Sami Wolf is unlike anyone else at the moment. She’s a self-declared Jewish-addict-lesbian-rapper, and wants that piece of the market cornered. Her Chicago roots provide a husk around her sometimes-sweet voice on her newest record See You On The Moon. The 7 song EP goes back and forth from intimate-laden pop, to spoken word hip-hop, to tender love ballads but with none fading too far right or left of Sami Wolf’s natural sound. I believe that she would feel as home in a Riot Grrl band as she would in a Crunk palace in the deep south. It’s good, needs some fine-tuning, but a good.

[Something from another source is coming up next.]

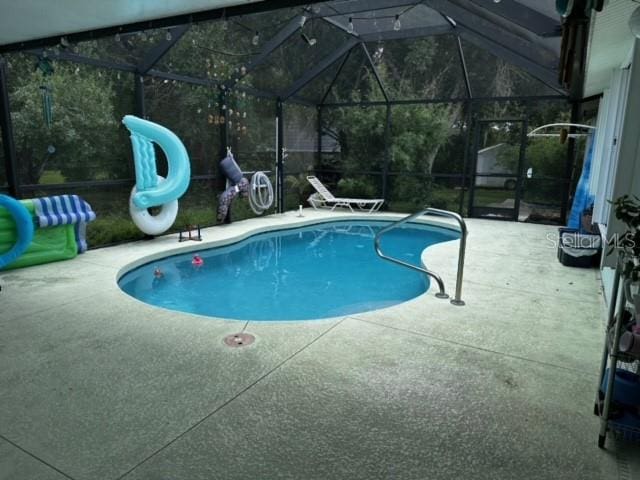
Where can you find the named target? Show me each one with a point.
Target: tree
(82, 140)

Album opener, “Mother” made famous by Danzig, is a tremendous cover song, where Wolf slows down the aggression, and showcases the melody in a different light. “You Make Me Smile” and “The Shovel Song” showcases Wolf’s songwriting ability. “The hip-hop on “Driving 90” through me for a loop, but wasn’t done horribly, I think I was just expecting something other worldly, and received something more terrestrial. “Heart in Tennessee” begins a heartfelt piano – breathy ballad with Wolf’s rhymes on blast, where they work wonderfully, not overly cooked, just the right amount of angst. The record ends with the Carole King penned Shirelles hit “Will You Still Love Me Tomorrow”, a laid-back cover version much in the same vein as “Mother” with Wolf’s rolling vocals leaning hard on each passionate vowel.
Wolf runs the gamut through genre’s; within songs and around her compositions, blasting them wide open. It works, and we all should want to see more of it.